As a concrete example, let us consider a simple gender classification task based on the CelebA dataset. In this task, we will introduce a spurious correlation into the labeled data by only collecting photographs of blond females and non-blond males. This makes hair color a good predictor of gender for the labeled dataset, but will not generalize well beyond that as such correlation does not hold in the real world.
Our goal here will be to harness an unbiased, yet unlabelled dataset, to learn a model that avoids this correlation. We will again attempt to do so by co-training models with diverse feature priors: shape and texture. Notice that since the spurious correlation is color-based, shape-biased models are likely to ignore it. As a result, we anticipate that the prediction of the shape-biased and texture-biased models will differ on inputs where hair color disagrees with gender. Thus, during co-training, these models are intuitively providing each other with counter-examples and are thus likely to steer each other away from incorrect prediction rules.
We find that this is indeed the case! When we co-train a texture-biased model with a shape-biased one, the texture-biased model improves substantially, relying less on the hair color. Moreover, the shape-biased model also improves through co-training. This indicates that even though the texture-biased model relies heavily on the spurious correlation, it also captures non-spurious associations that, through pseudo-labeling, are useful for the shape-based model too.

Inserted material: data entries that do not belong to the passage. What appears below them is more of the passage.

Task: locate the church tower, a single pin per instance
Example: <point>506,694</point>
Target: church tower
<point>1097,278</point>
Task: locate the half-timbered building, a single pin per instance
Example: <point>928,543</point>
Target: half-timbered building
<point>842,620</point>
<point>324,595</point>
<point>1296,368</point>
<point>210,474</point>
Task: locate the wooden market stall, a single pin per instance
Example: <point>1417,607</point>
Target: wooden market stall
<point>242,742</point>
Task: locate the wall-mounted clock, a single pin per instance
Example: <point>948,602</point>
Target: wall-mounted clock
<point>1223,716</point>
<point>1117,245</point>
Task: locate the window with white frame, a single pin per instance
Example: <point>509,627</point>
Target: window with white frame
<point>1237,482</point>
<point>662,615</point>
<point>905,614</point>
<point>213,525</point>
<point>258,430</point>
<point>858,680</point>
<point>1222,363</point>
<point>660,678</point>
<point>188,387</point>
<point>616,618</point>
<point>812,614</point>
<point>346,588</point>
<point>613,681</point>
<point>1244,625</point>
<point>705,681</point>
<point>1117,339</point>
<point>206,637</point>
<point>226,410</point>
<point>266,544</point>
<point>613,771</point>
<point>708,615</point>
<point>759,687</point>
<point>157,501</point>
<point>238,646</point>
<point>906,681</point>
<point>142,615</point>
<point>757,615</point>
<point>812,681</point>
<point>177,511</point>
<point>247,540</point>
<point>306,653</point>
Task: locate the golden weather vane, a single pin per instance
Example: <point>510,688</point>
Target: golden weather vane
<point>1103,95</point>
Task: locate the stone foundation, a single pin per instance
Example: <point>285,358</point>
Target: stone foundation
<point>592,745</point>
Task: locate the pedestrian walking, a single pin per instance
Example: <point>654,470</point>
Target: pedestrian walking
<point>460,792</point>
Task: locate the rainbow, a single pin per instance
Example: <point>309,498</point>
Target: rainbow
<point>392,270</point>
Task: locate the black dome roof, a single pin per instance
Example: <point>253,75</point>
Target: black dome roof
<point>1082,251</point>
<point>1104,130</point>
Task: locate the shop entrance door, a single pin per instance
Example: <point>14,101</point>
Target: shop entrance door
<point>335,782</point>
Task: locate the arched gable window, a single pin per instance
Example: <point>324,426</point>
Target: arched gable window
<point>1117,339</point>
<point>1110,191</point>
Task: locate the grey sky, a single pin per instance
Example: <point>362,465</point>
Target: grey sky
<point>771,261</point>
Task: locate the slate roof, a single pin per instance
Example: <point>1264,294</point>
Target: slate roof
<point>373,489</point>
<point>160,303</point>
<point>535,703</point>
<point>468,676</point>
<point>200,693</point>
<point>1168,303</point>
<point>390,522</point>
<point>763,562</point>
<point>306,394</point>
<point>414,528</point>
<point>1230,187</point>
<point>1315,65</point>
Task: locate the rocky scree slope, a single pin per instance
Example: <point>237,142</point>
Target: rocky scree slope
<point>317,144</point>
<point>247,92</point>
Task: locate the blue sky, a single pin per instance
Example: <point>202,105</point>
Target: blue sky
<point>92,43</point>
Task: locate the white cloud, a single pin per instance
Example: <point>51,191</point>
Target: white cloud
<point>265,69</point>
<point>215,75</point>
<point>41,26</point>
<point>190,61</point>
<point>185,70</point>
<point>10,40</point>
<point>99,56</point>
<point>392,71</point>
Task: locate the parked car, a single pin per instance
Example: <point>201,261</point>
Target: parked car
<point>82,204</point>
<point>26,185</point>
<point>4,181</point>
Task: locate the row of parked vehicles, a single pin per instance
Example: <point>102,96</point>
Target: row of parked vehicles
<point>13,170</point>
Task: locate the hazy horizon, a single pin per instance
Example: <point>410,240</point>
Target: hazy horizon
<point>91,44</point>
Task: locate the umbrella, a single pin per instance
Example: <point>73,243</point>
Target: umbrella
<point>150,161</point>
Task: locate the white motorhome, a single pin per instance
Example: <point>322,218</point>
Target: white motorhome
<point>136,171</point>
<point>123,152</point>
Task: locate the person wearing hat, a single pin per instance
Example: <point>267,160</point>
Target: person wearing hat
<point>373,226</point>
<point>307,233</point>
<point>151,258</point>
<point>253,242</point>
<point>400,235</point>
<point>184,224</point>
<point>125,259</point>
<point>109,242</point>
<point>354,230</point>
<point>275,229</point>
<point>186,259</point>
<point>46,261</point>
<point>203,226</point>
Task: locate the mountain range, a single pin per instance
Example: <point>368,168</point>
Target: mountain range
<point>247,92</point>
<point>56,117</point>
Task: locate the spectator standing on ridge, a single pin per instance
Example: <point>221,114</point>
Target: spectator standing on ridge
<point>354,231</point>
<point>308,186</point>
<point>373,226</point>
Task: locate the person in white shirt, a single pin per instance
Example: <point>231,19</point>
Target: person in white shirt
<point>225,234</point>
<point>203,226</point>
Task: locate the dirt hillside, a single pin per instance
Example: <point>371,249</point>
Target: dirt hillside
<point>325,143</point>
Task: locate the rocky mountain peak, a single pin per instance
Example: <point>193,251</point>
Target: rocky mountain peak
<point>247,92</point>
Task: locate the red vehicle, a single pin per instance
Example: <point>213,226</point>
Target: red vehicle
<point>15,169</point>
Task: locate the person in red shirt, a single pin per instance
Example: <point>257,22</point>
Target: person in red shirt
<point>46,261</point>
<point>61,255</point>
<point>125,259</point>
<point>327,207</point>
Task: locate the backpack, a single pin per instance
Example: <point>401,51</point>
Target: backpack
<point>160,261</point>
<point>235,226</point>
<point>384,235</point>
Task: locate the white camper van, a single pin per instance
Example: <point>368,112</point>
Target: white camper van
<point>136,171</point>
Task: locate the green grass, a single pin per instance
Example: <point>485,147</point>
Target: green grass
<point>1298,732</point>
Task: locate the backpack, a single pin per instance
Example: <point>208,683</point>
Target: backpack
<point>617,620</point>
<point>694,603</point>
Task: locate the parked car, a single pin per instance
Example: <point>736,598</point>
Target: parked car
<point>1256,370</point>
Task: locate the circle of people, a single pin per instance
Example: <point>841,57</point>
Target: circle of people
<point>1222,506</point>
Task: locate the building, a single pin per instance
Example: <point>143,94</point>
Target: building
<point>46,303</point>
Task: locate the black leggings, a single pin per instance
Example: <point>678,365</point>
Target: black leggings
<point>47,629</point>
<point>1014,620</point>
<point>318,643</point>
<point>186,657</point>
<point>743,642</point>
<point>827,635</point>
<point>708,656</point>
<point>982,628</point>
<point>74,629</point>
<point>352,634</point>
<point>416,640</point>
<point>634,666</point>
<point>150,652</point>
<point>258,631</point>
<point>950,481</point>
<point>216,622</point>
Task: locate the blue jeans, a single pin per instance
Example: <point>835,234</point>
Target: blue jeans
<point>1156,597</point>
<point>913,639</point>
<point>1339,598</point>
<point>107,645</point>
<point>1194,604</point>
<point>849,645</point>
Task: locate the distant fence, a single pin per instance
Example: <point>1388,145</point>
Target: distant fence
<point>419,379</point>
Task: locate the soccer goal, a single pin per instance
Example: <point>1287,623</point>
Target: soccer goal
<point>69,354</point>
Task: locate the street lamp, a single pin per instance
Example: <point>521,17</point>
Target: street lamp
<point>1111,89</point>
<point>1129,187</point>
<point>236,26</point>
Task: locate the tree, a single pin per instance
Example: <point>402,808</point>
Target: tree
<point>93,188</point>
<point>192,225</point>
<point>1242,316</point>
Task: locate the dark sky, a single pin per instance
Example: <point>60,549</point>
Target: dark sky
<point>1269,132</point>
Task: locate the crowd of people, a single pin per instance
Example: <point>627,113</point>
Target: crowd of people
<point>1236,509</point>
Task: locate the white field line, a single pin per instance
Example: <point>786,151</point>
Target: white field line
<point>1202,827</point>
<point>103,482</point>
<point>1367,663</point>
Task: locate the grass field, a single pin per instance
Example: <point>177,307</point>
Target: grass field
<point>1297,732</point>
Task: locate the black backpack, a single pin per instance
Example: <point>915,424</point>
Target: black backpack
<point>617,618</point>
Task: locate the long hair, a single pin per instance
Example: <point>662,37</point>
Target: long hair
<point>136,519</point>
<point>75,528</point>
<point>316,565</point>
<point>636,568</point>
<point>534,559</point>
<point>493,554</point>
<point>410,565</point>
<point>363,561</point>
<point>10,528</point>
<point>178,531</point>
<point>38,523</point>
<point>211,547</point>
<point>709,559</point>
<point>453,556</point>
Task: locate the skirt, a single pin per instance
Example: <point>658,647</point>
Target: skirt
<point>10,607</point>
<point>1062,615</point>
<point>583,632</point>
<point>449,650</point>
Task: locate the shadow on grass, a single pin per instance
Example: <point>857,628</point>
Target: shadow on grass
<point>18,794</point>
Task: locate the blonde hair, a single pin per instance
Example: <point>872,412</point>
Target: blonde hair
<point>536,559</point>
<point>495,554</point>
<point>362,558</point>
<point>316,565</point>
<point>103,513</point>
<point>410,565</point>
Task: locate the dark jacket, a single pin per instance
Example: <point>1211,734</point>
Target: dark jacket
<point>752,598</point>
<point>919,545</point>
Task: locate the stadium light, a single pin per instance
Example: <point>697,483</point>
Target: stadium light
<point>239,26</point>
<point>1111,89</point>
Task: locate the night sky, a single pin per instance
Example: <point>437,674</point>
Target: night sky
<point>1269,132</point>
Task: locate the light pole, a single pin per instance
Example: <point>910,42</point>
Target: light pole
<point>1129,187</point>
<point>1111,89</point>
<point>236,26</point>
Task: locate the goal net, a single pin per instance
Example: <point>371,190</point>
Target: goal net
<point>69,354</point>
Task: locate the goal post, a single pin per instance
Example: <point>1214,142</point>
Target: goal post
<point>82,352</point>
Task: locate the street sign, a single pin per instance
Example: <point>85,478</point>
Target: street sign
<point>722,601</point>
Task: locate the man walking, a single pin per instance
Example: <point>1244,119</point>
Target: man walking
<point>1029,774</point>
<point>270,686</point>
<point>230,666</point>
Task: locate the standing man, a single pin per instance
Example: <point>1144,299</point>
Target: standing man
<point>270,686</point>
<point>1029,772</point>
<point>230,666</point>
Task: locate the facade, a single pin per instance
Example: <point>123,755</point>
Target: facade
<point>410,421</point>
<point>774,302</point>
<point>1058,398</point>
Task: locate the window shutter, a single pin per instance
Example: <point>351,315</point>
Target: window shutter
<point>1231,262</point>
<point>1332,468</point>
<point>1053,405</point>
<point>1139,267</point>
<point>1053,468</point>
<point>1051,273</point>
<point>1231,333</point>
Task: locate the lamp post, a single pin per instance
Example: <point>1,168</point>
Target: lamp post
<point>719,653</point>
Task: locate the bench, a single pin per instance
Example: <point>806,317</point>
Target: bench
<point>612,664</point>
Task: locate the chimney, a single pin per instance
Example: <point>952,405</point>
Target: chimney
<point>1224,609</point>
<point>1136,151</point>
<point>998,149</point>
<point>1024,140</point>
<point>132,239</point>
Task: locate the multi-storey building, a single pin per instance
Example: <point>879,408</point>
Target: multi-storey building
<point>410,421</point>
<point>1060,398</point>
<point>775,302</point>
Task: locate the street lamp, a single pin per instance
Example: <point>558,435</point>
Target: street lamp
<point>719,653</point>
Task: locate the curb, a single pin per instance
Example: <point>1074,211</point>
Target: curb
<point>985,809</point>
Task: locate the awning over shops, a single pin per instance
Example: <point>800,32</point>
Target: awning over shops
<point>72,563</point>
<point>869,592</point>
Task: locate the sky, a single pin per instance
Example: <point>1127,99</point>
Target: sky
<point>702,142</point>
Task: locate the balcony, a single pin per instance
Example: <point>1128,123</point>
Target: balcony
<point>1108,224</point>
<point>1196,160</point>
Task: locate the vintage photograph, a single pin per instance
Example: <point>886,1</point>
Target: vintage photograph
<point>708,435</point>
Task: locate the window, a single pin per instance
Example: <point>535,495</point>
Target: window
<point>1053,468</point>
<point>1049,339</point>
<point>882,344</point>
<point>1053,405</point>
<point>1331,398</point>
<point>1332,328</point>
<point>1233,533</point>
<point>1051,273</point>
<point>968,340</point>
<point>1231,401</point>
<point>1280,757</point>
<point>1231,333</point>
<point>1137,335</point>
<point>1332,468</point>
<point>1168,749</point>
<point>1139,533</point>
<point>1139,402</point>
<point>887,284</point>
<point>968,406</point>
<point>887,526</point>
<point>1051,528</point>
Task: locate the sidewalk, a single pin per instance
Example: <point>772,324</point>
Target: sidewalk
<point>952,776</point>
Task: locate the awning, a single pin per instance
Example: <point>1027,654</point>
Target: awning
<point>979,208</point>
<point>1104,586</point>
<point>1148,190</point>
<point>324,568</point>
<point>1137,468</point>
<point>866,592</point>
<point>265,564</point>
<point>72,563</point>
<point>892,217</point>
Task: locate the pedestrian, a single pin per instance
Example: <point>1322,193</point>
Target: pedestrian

Outlook: Exploring the Design Space of Priors
In this post, we described how models trained with diverse feature priors can be leveraged during training to learn more reliable prediction rules (e.g., in the presence of spurious correlations). However, we view our exploration as only the first step in systematically exploring the design space of feature priors. We believe that this direction will yield an important building block of reliable training and deployment pipelines.